You recall from Master Arasemis’s lessons that gode acid is a mixture of bear fat (50%), vole gems (25%), and wireworm juice (25%) that easily removes gode metal from ores. It is a mild acid, mostly harmless to the touch. However, without a stopper, gode acid will evaporate from its container, mix with common air, and create dead air that will cause suffocation if not properly ventilated.

GodeAcid
Phlogiston

Phlogiston

This is an important acid used in slurry barrels for the glading and alterlocum processing of flaming weapons, similar to ancient glyphblades. You learned from Marlan that phlogiston is produced by mixing fysic acid (70%) and royal water (30%), which consumes the trace impurities in the metal of a sword, typically steel, and replaces them with components drawn from a sachet of specially-selected metals and stones that are gradually dissolved in the barrel. The sachet that Marlan used contained brassember (50%), corbalt (10%), sulfur (25%), ardnamur (5%), and napthar seed paste (10%). The vapors of phlogiston are harmless if the room is reasonably ventilated.

Marlan said this prized item was unknown to the ancients, having only been created during the Alliance Age to craft swords that could challenge the original glyphblades. This is why phlogiston is also called the alterlocum elixir of flame. You look longingly at the flask, thinking about Fetzer’s repeated demands that all the students should be given alchemical swords.
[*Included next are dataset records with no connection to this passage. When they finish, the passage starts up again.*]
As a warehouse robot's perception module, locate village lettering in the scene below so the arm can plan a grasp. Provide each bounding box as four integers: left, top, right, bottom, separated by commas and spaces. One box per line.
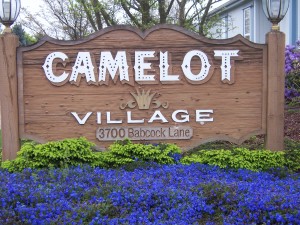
71, 109, 214, 125
43, 50, 240, 86
96, 126, 193, 141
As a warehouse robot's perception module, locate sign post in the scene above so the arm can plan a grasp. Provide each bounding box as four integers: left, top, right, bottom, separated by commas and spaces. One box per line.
266, 30, 285, 151
0, 33, 20, 161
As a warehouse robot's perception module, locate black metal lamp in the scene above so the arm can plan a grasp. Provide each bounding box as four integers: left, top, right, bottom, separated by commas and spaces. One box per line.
0, 0, 21, 33
262, 0, 290, 30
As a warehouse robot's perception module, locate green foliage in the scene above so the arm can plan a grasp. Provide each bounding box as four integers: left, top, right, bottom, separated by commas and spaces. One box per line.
181, 148, 286, 171
99, 139, 181, 168
2, 138, 180, 172
2, 138, 300, 173
2, 138, 99, 172
12, 24, 37, 46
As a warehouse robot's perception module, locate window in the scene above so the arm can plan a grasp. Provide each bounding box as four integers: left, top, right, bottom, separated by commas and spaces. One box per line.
244, 7, 252, 40
216, 15, 228, 39
222, 16, 228, 39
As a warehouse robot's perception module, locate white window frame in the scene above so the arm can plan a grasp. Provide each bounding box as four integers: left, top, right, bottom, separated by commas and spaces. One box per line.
243, 6, 253, 40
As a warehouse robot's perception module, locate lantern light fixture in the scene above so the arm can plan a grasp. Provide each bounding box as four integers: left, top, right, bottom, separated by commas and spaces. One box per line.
0, 0, 21, 33
262, 0, 290, 31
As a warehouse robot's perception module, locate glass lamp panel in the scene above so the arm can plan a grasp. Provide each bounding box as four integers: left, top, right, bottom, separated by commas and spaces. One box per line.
0, 0, 21, 22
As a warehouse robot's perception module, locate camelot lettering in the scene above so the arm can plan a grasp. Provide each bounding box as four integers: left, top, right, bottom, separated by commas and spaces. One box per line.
43, 50, 239, 86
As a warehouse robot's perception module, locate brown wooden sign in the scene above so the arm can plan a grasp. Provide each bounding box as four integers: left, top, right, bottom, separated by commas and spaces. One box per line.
18, 25, 267, 149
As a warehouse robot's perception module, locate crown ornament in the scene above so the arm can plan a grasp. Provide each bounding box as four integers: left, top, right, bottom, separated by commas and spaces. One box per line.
120, 89, 169, 110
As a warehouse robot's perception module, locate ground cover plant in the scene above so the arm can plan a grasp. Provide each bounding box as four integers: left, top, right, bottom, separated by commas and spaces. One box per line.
0, 164, 300, 224
0, 138, 300, 224
285, 40, 300, 107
In the candlelight, the phlogiston seems to glow with a certain potential.

ToadSkinVinegar

Toad Skin Vinegar

This is among the first alchemical things you learned to craft under Master Arasemis. It is a pungent, acidic ingredient, very important for throatspines shroud eggs. It is produced by distilling a heap of fresh toad skins in spirit of salt, then collecting the clear distillate. You did not particularly enjoy the messy, slimy tediousness of that lesson.

EarthNut

Earth Nut Oil

Master Arasemis has taught you and the other students how to find earth nuts in the forests surrounding Thorendor Castle. They are hard tubers that are dug up, pressed into a mash, then distilled to obtain the translucent brown oil. You have learned to use it as an ingestible or inhalable poison that causes blindness. It is primarily used in shroud alchemy and candle alchemy. The fumes created by the distillation can also cause blindness, hence the oil is very dangerous to produce if you’re not wearing your Naren-Dra mask.

Fysic

Fysic Acid

A clear, pungent, very strong acid. Vapors are typically harmless but the liquid is extremely corrosive to skin, most metals and minerals. Partially melts and seals the surface of wood, so the acid will not burn through it.